Natalie Dedreux hat das Down-Syndrom. Und sie ist Aktivistin. Sie fordert mehr Inklusivität und mehr echten Austausch. Die Gesellschaft sollte Menschen mit Down-Syndrom mehr zutrauen – das ist Natalies Devise.
Natalie Dedreux ist Vorurteile gewohnt: Sie kennt es, das Menschen ihr Dinge nicht zutrauen, sie nicht ernst nehmen, sie belächeln und eher über sie sprechen, statt mit ihr.
"Es wird so viel über uns Menschen mit Behinderung bestimmt, das darf nicht sein."
Manche Menschen verhalten sich ihr gegenüber anders als Menschen gegenüber, die kein Down-Syndrom haben. Für Natalie ist dabei jedoch ganz klar: "Wir sind nicht das Problem – das liegt an der Gesellschaft. Das muss sich ändern."
Natalie lebt in einer Vierer-WG: Zwei Mitbewohnende haben das Down-Syndrom und zwei nicht. Die Aktivistin ist glücklich darüber, dass ihr zugetraut wurde, selbstständig in einer WG zu leben. Sie findet, dass zu viel über Menschen mit Down-Syndrom bestimmt wird und macht sich für mehr Selbstbestimmung stark.

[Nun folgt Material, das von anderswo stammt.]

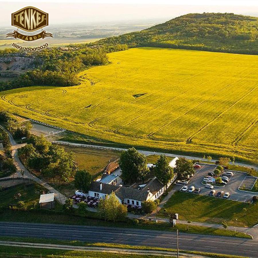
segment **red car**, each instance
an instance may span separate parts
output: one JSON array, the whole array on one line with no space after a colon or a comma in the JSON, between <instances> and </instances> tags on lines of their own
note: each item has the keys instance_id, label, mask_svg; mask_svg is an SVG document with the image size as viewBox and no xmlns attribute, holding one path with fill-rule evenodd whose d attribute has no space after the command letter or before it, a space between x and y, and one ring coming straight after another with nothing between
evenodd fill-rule
<instances>
[{"instance_id":1,"label":"red car","mask_svg":"<svg viewBox=\"0 0 258 258\"><path fill-rule=\"evenodd\" d=\"M201 167L200 165L198 165L198 164L196 164L194 166L194 168L201 168Z\"/></svg>"}]
</instances>

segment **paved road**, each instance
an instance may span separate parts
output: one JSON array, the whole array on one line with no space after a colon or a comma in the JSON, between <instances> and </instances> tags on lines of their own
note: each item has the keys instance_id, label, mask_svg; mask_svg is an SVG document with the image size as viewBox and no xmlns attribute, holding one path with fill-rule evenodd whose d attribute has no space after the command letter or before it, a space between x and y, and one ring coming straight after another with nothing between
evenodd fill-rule
<instances>
[{"instance_id":1,"label":"paved road","mask_svg":"<svg viewBox=\"0 0 258 258\"><path fill-rule=\"evenodd\" d=\"M101 257L101 253L114 253L121 254L121 256L123 254L136 254L144 255L145 256L158 256L171 257L175 257L177 253L175 252L170 252L167 251L154 250L144 250L132 249L125 248L116 248L115 247L101 247L95 246L79 246L64 245L56 245L40 243L28 243L28 242L17 242L16 241L0 241L0 245L7 245L14 246L30 247L36 248L43 248L48 249L59 249L62 250L73 250L74 251L90 251L100 253L100 257ZM207 258L206 256L196 255L195 254L182 253L179 253L180 258ZM85 254L86 255L86 254Z\"/></svg>"},{"instance_id":2,"label":"paved road","mask_svg":"<svg viewBox=\"0 0 258 258\"><path fill-rule=\"evenodd\" d=\"M56 143L58 144L64 144L69 145L69 146L74 146L77 147L82 147L85 148L95 148L97 149L102 149L108 150L126 150L127 149L123 148L118 148L116 147L108 147L108 146L103 146L99 145L92 145L90 144L81 144L80 143L76 143L74 142L65 142L62 141L52 141L53 143ZM147 150L138 150L139 152L144 154L144 155L165 155L168 157L175 157L176 156L179 158L185 158L188 159L197 159L202 161L207 161L207 160L200 158L200 157L194 157L192 156L188 156L186 155L182 155L176 153L171 154L171 153L167 153L164 152L157 152L155 151L149 151ZM212 159L211 161L213 162L215 162L216 161L216 160ZM251 165L247 164L244 162L240 162L235 161L235 165L238 165L239 166L247 167L249 167L258 170L258 164Z\"/></svg>"},{"instance_id":3,"label":"paved road","mask_svg":"<svg viewBox=\"0 0 258 258\"><path fill-rule=\"evenodd\" d=\"M17 170L17 172L15 174L12 175L9 177L12 177L13 176L15 177L21 177L22 175L21 174L20 171L21 170L23 170L24 171L24 178L28 178L33 180L36 183L41 185L45 188L47 188L50 193L54 193L55 198L61 204L63 204L64 202L64 200L66 199L66 197L64 196L46 182L30 173L21 162L21 161L20 160L18 157L17 149L24 146L24 144L17 144L14 140L12 136L9 132L1 125L0 125L0 127L8 134L10 141L12 145L12 156L13 160L14 165Z\"/></svg>"},{"instance_id":4,"label":"paved road","mask_svg":"<svg viewBox=\"0 0 258 258\"><path fill-rule=\"evenodd\" d=\"M0 235L79 240L175 248L173 232L128 228L0 222ZM258 241L236 238L180 233L179 249L258 257Z\"/></svg>"}]
</instances>

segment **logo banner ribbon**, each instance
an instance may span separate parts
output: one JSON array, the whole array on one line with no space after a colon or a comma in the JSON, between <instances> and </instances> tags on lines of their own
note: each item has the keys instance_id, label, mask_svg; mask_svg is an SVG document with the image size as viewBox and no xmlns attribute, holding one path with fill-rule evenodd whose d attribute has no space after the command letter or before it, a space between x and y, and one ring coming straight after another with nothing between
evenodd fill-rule
<instances>
[{"instance_id":1,"label":"logo banner ribbon","mask_svg":"<svg viewBox=\"0 0 258 258\"><path fill-rule=\"evenodd\" d=\"M21 34L16 30L15 30L13 33L11 32L7 34L5 38L7 37L13 37L15 38L19 38L26 41L33 41L40 38L44 38L46 37L52 37L53 38L53 35L51 33L46 33L45 30L43 30L40 33L36 35L27 36Z\"/></svg>"}]
</instances>

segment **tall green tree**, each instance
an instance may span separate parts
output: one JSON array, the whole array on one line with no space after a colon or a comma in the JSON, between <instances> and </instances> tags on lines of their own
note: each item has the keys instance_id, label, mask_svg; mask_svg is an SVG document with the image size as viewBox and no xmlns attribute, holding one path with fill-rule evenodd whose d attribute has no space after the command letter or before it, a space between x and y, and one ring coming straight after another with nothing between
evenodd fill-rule
<instances>
[{"instance_id":1,"label":"tall green tree","mask_svg":"<svg viewBox=\"0 0 258 258\"><path fill-rule=\"evenodd\" d=\"M176 165L174 171L179 177L183 177L195 172L191 161L185 158L179 158L176 162Z\"/></svg>"},{"instance_id":2,"label":"tall green tree","mask_svg":"<svg viewBox=\"0 0 258 258\"><path fill-rule=\"evenodd\" d=\"M135 182L136 179L143 180L149 172L146 157L133 147L122 152L119 163L121 177L126 183Z\"/></svg>"},{"instance_id":3,"label":"tall green tree","mask_svg":"<svg viewBox=\"0 0 258 258\"><path fill-rule=\"evenodd\" d=\"M167 190L167 183L173 175L173 169L169 165L168 160L165 155L161 155L156 163L154 168L155 175Z\"/></svg>"},{"instance_id":4,"label":"tall green tree","mask_svg":"<svg viewBox=\"0 0 258 258\"><path fill-rule=\"evenodd\" d=\"M86 170L79 170L74 177L74 185L78 189L87 193L91 182L91 175Z\"/></svg>"}]
</instances>

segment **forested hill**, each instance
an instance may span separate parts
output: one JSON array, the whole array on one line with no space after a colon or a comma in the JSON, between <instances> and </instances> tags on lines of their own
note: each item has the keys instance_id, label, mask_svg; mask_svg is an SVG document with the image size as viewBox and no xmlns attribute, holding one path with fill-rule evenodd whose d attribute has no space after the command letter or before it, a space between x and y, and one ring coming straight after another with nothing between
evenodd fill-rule
<instances>
[{"instance_id":1,"label":"forested hill","mask_svg":"<svg viewBox=\"0 0 258 258\"><path fill-rule=\"evenodd\" d=\"M159 46L258 54L258 18L231 13L190 13L98 44ZM96 42L95 42L96 44Z\"/></svg>"}]
</instances>

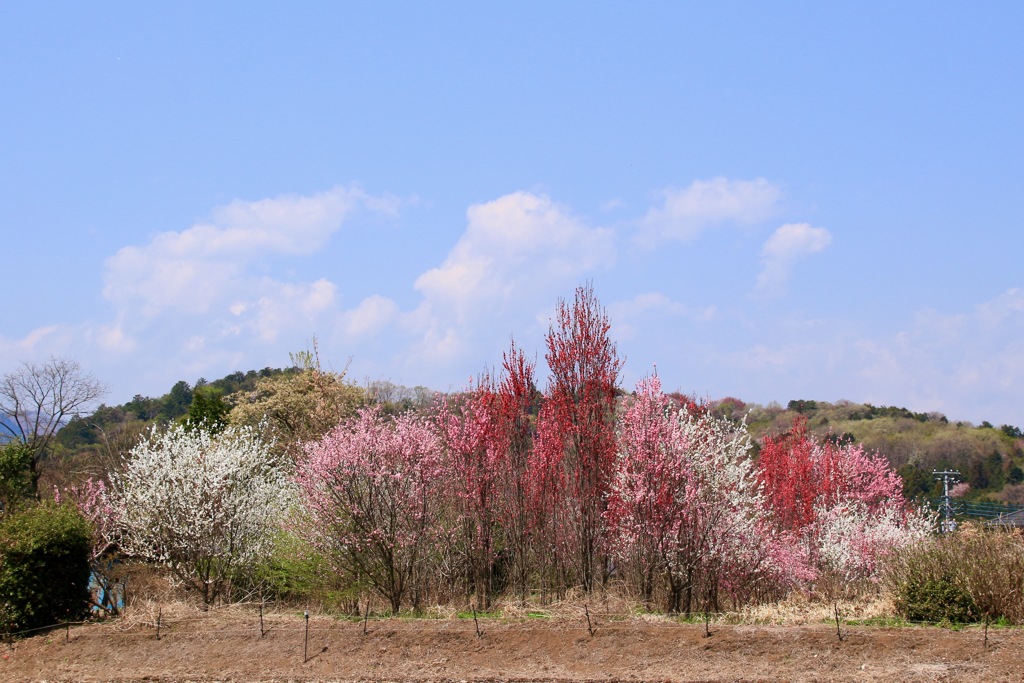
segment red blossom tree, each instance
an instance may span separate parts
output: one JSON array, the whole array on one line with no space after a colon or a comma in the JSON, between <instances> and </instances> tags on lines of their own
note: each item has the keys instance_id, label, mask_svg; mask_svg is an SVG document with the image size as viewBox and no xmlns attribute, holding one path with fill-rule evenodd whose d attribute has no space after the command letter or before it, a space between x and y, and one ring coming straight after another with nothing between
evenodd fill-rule
<instances>
[{"instance_id":1,"label":"red blossom tree","mask_svg":"<svg viewBox=\"0 0 1024 683\"><path fill-rule=\"evenodd\" d=\"M490 606L501 541L498 500L508 458L501 408L501 396L484 375L475 388L440 398L435 418L452 484L447 496L461 529L459 555L478 609Z\"/></svg>"},{"instance_id":2,"label":"red blossom tree","mask_svg":"<svg viewBox=\"0 0 1024 683\"><path fill-rule=\"evenodd\" d=\"M607 577L604 511L615 456L615 396L622 360L592 287L559 301L547 335L551 376L538 423L532 474L548 514L556 566L585 591Z\"/></svg>"},{"instance_id":3,"label":"red blossom tree","mask_svg":"<svg viewBox=\"0 0 1024 683\"><path fill-rule=\"evenodd\" d=\"M537 384L534 381L535 366L513 341L504 355L504 373L498 386L500 433L506 449L499 505L511 570L510 580L520 600L526 599L530 588L534 568L532 531L541 527L536 510L530 505L532 499L529 488L535 432L532 416L538 398Z\"/></svg>"}]
</instances>

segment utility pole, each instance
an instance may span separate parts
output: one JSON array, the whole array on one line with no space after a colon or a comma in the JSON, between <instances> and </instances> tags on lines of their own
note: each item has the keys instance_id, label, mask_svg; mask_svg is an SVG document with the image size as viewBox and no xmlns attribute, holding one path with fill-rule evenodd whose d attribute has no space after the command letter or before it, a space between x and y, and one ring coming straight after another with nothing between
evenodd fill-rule
<instances>
[{"instance_id":1,"label":"utility pole","mask_svg":"<svg viewBox=\"0 0 1024 683\"><path fill-rule=\"evenodd\" d=\"M953 521L952 499L949 498L949 484L958 481L961 474L956 470L943 470L941 472L932 470L932 476L936 479L942 479L942 525L939 529L943 533L948 533L956 528L956 522Z\"/></svg>"}]
</instances>

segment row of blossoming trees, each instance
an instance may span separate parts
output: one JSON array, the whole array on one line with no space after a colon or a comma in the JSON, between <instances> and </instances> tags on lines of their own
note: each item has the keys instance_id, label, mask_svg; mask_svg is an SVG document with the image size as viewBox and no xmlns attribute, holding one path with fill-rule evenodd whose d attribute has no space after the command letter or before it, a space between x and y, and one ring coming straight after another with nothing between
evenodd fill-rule
<instances>
[{"instance_id":1,"label":"row of blossoming trees","mask_svg":"<svg viewBox=\"0 0 1024 683\"><path fill-rule=\"evenodd\" d=\"M543 394L513 343L498 377L429 414L366 407L294 461L247 429L154 433L78 492L97 549L162 562L210 602L284 525L395 612L595 590L718 611L870 580L929 532L880 456L801 422L755 455L741 422L656 376L621 395L609 328L581 288L547 336Z\"/></svg>"}]
</instances>

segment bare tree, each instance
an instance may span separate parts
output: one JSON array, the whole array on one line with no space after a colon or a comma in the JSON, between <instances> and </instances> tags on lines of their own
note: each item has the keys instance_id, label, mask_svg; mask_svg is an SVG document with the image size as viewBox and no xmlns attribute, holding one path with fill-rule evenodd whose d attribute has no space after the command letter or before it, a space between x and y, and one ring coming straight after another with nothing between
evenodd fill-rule
<instances>
[{"instance_id":1,"label":"bare tree","mask_svg":"<svg viewBox=\"0 0 1024 683\"><path fill-rule=\"evenodd\" d=\"M108 391L77 360L23 361L0 379L0 438L20 441L29 450L32 490L38 496L39 462L53 435Z\"/></svg>"}]
</instances>

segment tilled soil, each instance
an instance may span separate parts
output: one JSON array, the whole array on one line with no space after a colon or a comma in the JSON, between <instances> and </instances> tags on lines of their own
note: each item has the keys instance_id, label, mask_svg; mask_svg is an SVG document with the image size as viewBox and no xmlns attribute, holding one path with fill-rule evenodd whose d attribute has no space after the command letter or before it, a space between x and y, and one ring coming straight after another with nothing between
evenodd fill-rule
<instances>
[{"instance_id":1,"label":"tilled soil","mask_svg":"<svg viewBox=\"0 0 1024 683\"><path fill-rule=\"evenodd\" d=\"M3 681L1021 681L1024 631L371 622L95 624L0 645ZM305 652L303 651L305 649Z\"/></svg>"}]
</instances>

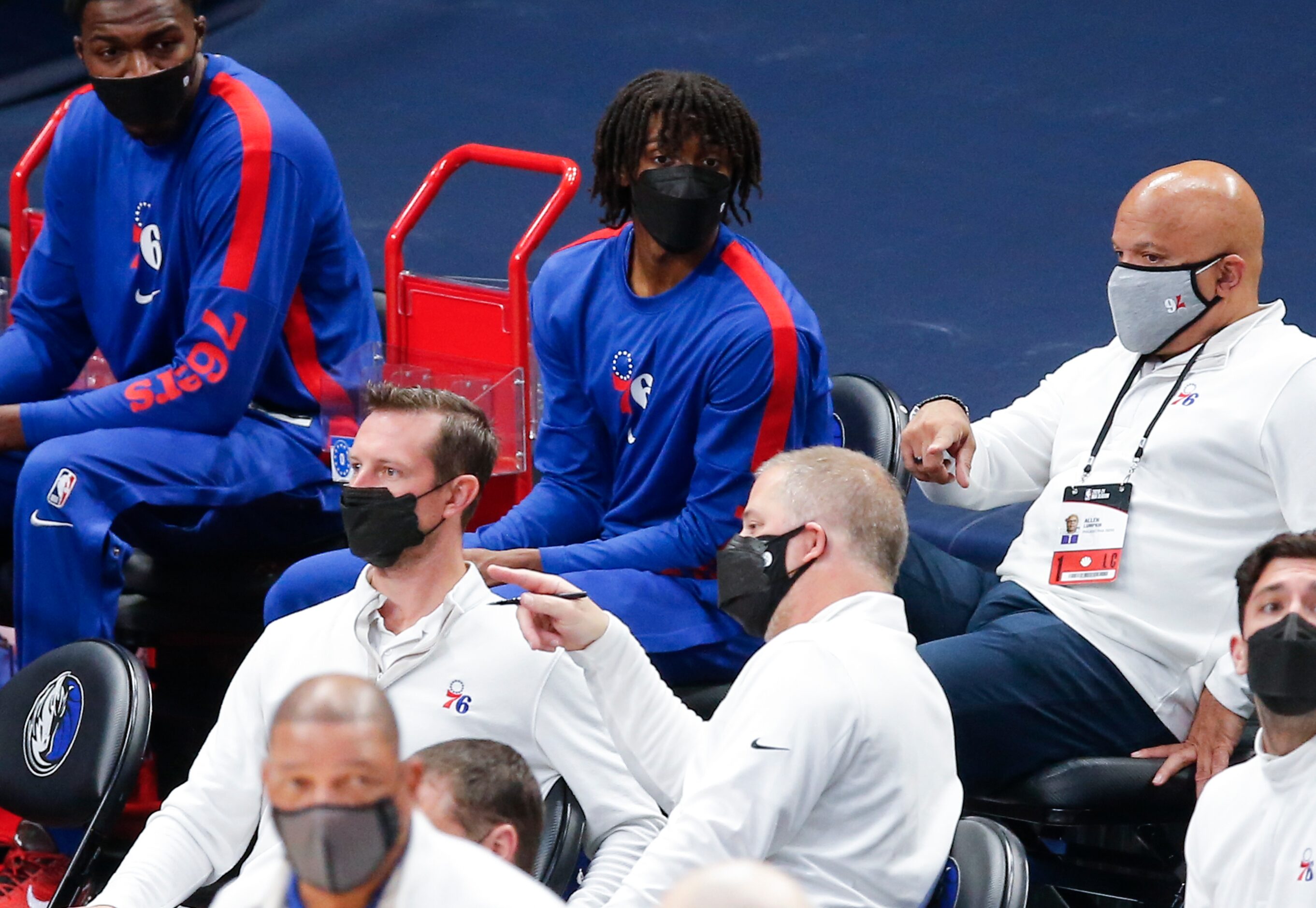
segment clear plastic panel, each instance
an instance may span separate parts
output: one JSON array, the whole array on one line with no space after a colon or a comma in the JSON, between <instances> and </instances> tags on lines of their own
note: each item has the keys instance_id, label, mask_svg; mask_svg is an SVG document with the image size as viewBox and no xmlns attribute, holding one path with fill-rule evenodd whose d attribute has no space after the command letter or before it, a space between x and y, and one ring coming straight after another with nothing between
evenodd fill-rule
<instances>
[{"instance_id":1,"label":"clear plastic panel","mask_svg":"<svg viewBox=\"0 0 1316 908\"><path fill-rule=\"evenodd\" d=\"M372 382L437 388L458 393L484 411L499 440L495 476L525 472L525 371L422 350L403 357L397 347L371 343L358 350L325 379L321 407L329 436L333 478L347 482L347 451L355 429L367 416L366 390Z\"/></svg>"}]
</instances>

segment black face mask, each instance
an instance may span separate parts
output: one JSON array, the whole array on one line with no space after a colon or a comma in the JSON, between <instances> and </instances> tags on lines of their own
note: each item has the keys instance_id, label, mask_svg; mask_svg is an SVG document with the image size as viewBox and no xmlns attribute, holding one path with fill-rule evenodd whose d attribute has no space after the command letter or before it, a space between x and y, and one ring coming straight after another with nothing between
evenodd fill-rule
<instances>
[{"instance_id":1,"label":"black face mask","mask_svg":"<svg viewBox=\"0 0 1316 908\"><path fill-rule=\"evenodd\" d=\"M178 66L130 79L92 76L96 97L120 122L159 128L174 122L187 103L187 87L196 71L196 55Z\"/></svg>"},{"instance_id":2,"label":"black face mask","mask_svg":"<svg viewBox=\"0 0 1316 908\"><path fill-rule=\"evenodd\" d=\"M786 543L803 530L796 526L780 536L733 536L717 553L717 608L745 629L762 637L776 607L786 599L800 574L813 566L805 562L786 570Z\"/></svg>"},{"instance_id":3,"label":"black face mask","mask_svg":"<svg viewBox=\"0 0 1316 908\"><path fill-rule=\"evenodd\" d=\"M717 229L730 189L730 179L708 167L654 167L630 184L630 208L659 246L680 255Z\"/></svg>"},{"instance_id":4,"label":"black face mask","mask_svg":"<svg viewBox=\"0 0 1316 908\"><path fill-rule=\"evenodd\" d=\"M1280 716L1316 711L1316 626L1288 615L1249 637L1248 684Z\"/></svg>"},{"instance_id":5,"label":"black face mask","mask_svg":"<svg viewBox=\"0 0 1316 908\"><path fill-rule=\"evenodd\" d=\"M297 879L334 895L374 876L401 832L392 797L361 807L321 804L272 813Z\"/></svg>"},{"instance_id":6,"label":"black face mask","mask_svg":"<svg viewBox=\"0 0 1316 908\"><path fill-rule=\"evenodd\" d=\"M392 567L404 551L420 545L426 536L443 525L441 520L428 530L421 530L420 518L416 516L416 503L425 495L443 488L453 479L440 483L420 496L409 492L393 495L383 486L362 488L345 486L342 490L342 529L347 534L347 547L351 549L351 554L368 561L375 567Z\"/></svg>"}]
</instances>

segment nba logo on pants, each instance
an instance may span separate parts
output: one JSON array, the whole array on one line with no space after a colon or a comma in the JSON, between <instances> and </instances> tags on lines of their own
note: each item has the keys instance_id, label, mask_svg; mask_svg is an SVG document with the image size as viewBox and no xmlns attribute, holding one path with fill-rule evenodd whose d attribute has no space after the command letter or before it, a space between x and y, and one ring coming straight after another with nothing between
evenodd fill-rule
<instances>
[{"instance_id":1,"label":"nba logo on pants","mask_svg":"<svg viewBox=\"0 0 1316 908\"><path fill-rule=\"evenodd\" d=\"M74 475L72 470L64 467L59 471L59 475L55 476L55 484L50 487L50 493L46 495L46 500L57 508L64 507L64 501L67 501L68 496L72 495L74 486L76 484L78 476Z\"/></svg>"}]
</instances>

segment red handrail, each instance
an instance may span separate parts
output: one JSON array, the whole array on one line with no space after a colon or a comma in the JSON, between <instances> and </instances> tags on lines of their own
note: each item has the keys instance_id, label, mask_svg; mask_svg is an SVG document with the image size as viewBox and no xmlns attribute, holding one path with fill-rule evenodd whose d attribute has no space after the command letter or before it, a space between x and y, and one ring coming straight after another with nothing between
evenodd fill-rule
<instances>
[{"instance_id":1,"label":"red handrail","mask_svg":"<svg viewBox=\"0 0 1316 908\"><path fill-rule=\"evenodd\" d=\"M462 145L445 154L430 168L425 176L425 182L416 189L416 195L403 208L397 220L390 228L388 236L384 238L384 272L388 280L384 293L388 297L387 329L391 345L407 346L407 330L403 316L411 313L404 312L403 305L405 300L401 296L401 276L407 268L403 258L403 243L407 240L407 234L416 226L416 222L425 213L425 209L429 208L429 204L438 195L447 178L471 162L561 175L557 189L544 203L544 208L530 221L530 226L521 234L520 242L516 243L516 249L512 250L512 255L507 262L508 293L513 304L519 304L521 316L529 309L526 263L530 254L544 242L544 237L558 220L558 216L562 214L563 209L571 204L571 199L575 197L576 189L580 187L580 166L570 158L554 154L503 149L494 145ZM525 333L525 318L515 317L511 321L512 324L508 328L512 336L512 349L516 350L522 361L528 362L529 349L526 343L529 338Z\"/></svg>"},{"instance_id":2,"label":"red handrail","mask_svg":"<svg viewBox=\"0 0 1316 908\"><path fill-rule=\"evenodd\" d=\"M32 243L36 240L32 232L32 221L28 217L28 183L32 180L32 172L50 151L50 145L55 141L55 129L59 126L59 121L64 118L64 114L68 113L68 105L72 104L75 97L88 91L91 91L91 86L83 86L55 108L55 112L46 120L46 125L37 133L37 138L33 139L28 150L18 158L13 172L9 174L9 275L14 282L18 280L18 271L22 270L22 263L28 261L28 253L32 251Z\"/></svg>"}]
</instances>

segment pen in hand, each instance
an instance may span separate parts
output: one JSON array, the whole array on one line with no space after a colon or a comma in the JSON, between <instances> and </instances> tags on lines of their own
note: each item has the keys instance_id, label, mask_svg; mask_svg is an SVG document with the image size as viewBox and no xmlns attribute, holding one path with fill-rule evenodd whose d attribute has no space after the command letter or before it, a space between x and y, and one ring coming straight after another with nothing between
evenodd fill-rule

Mehr Inklusivität durch mehr barrierefreie Angebote
Dafür ist es aber auch wichtig, dass die Rahmenbedingungen stimmen, denn was Barrierefreiheit angeht, gibt es noch vieles, was sich verändern muss. Natalie kritisiert, dass zu wenig Inklusivität vorhanden ist, als Beispiel nennt sie, dass Texte oft nicht in vereinfachter Sprache verfügbar sind und dass beispielsweise auch das Fahren mit öffentlichen Verkehrsmitteln oft Schwierigkeiten bereitet
"Ich wünsche mir von unserer Gesellschaft, dass die Menschen mehr mit uns reden, als über uns zu reden. Das ist mir schon wichtig, das zu sagen."
Aus ihrer Arbeit als Aktivistin schöpft Natalie auch viel Hoffnung für die Zukunft, weil sie dadurch Einfluss darauf nehmen kann, dass sich etwas verändert und sich damit die Lebensqualität von Menschen mit Trisomie 21 in Zukunft verbessert.
Verschwindet das Down-Syndrom aus unserer Gesellschaft?
Es werden immer weniger Menschen mit Down-Syndrom geboren, sagt Sigrid Grauman vom Deutschen Ethikrat. Das liegt daran, dass sich viele Schwangere nach einem positiven Down-Syndrom-des Fötus', häufig für eine Abtreibung entscheiden.
Konkrete Zahlen gibt es zu dieser Entwicklung nicht, aber qualitative Forschung, an der auch Sigrid Graumann in ihrer Tätigkeit als Ethikerin mitgearbeitet hat.
"Das ist ziemlich bitter für Menschen mit Down-Syndrom: Wir senden die Botschaft als Gesellschaft, dass es besser ist, wenn ein Menschen mit Down-Syndrom nicht geboren wird."
Das Image der Menschen mit Down-Syndrom sei durch Kampagnen und durch Menschen, die diese Anaonmalie haben und in der Öffentlichkeit stehen, besser geworden, sagt Sigrid Graumann.
Kritisch sieht die Professorin für Ethik allerdings die Bluttests, die Schwangere nun als Kassenleistung erhalten können. Mit diesen Tests lassen sich gewissen Chromosomenanomalien wie zum Beispiel Trisomie 21 feststellen. Dadurch würde ein gewisse Vorstellung davon Entstehen, was das Normale oder der Standard in einer Gesellschaft sei.
Feststellen zu können, ob der Fötus eine Anomalie habe und sich dann für einen Schwangerschaftsabbruch entscheiden zu können, würde die falsche Botschaft senden, sagt die Ethikerin. Denn dadurch würde eine subtile Bewertung des Lebens von Menschen mit und ohne Down-Syndrom erfolgen, was Sigrid Graumann als eine kritische Entwicklung sieht.